Candidat à la présidentielle du 27 décembre 2020, Ibrahim Yacoubou, président du parti MPN Kishin Kassa, en meeting à Sassoumbroum dans la région de Zinder au Sud-Ouest. Un rassemblement qui défie les consignes de mesures de protection contre la propagation du Covid-19 au sein de la population./Photo : Ouestaf News.

A Niamey, le Covid19 n’est plus un sujet de conversations. Depuis le 15 mai 2020, date de la levée de l’isolement sanitaire de la ville, la vie a repris son cours normal. Mais baisse ne veut pas dire arrêt de la propagation. La maladie reste bien présente dans le pays. Cependant, dans les rues de Niamey ainsi que dans les marchés, gares, banques, lieux de cultes et services publics, le constat est le même : les gestes barrières sont presque abandonnés.

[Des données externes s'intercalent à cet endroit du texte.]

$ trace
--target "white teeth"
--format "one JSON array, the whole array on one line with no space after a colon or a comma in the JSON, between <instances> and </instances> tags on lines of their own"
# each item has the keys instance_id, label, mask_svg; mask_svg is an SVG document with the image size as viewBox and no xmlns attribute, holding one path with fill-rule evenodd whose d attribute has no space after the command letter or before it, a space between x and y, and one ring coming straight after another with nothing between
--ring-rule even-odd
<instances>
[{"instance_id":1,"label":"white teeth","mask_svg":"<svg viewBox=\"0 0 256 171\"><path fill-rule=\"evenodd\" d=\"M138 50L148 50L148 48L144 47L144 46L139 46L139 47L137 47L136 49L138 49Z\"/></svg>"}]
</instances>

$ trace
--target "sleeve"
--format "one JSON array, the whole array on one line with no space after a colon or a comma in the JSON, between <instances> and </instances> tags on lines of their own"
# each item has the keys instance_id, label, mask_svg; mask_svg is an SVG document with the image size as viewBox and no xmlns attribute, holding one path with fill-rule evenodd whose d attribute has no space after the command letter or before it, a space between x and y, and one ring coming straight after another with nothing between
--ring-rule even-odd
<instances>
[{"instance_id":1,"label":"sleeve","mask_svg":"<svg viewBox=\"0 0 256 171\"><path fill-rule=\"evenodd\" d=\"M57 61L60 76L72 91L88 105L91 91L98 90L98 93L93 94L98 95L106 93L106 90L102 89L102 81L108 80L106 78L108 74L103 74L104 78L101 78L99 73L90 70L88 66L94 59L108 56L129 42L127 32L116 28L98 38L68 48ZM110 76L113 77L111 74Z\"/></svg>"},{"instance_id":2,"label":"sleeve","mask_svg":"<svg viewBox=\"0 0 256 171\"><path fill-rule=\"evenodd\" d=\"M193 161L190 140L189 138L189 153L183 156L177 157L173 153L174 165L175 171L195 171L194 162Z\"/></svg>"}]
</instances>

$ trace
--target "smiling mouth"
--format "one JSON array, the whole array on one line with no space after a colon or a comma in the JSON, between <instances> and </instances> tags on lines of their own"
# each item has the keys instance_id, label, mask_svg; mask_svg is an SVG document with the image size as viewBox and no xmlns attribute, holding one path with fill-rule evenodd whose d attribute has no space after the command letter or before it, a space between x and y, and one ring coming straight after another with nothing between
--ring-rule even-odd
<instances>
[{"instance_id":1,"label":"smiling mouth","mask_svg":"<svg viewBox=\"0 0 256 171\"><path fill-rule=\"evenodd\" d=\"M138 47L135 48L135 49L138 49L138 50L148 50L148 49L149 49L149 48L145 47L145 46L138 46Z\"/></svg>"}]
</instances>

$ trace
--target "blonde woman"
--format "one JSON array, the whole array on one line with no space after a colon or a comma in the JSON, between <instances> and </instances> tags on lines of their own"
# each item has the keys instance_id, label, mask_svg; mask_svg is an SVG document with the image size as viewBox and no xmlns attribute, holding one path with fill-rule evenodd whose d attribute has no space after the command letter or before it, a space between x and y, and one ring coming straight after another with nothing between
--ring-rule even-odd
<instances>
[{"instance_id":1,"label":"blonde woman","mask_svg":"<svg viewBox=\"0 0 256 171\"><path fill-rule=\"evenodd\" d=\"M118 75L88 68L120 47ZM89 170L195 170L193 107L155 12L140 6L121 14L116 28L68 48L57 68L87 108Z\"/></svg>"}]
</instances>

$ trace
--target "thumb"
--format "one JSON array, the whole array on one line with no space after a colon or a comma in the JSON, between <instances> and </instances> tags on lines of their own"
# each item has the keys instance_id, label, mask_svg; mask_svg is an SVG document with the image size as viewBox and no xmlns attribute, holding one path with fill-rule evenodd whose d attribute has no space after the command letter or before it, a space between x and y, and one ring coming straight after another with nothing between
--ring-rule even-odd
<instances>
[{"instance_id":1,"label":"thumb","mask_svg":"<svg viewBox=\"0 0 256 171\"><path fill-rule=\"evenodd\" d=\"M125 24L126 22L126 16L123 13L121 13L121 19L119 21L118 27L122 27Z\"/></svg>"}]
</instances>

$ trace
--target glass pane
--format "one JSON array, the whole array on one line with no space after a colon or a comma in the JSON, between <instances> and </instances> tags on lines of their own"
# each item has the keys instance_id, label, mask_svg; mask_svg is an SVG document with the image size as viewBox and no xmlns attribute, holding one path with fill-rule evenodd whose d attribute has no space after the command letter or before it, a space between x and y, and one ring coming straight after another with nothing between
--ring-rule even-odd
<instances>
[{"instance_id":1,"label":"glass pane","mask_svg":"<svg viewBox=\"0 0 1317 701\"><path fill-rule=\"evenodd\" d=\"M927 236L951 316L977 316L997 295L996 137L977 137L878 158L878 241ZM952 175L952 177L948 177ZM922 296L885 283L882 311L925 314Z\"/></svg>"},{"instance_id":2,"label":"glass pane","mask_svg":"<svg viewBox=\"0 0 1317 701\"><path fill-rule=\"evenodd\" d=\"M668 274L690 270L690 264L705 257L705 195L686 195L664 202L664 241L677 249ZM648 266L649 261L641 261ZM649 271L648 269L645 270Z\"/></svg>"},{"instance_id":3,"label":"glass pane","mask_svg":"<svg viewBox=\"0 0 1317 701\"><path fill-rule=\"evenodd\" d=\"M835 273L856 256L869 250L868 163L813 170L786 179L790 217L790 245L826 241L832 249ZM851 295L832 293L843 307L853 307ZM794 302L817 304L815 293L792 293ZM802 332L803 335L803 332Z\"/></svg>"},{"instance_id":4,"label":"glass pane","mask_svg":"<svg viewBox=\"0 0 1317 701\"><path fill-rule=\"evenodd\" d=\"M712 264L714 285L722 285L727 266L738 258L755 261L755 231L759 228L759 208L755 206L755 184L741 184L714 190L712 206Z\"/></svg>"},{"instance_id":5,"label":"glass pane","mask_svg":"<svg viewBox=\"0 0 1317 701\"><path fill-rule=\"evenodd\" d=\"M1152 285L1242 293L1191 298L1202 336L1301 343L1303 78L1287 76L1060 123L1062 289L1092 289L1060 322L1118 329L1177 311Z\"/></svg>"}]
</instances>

« Même au début quand on enregistrait plus de cas de contaminations, les Nigériens ne respectaient pas les gestes barrières à plus forte raison aujourd’hui, avec un taux très bas de contamination », ironise Younissi Abdouramane, étudiant à l’Université Abdou Moumouni de Niamey.

Le Niger a enregistré son premier cas de Covid-19 le 19 mars 2020. A la date du 24 octobre 2020, le pays compte un total de 1215 personnes testées positives dont 69 décès et 1128 guéris, selon le Ministère de la Santé publique.

Un petit tour à une cérémonie de mariage au quartier Francophonie de Niamey en fin septembre confirme l’attitude des populations qui semblent déjà conjuguer le Covid-19 au passé.

« Nous sommes là avec plus d’une centaine de personnes mais je n’ai pas vu une seule porter un masque », fait constater Kaka Touda, acteur de la société rencontré lors de la cérémonie où les invités se côtoient se bousculent et se donnent des accolades sous la bâche.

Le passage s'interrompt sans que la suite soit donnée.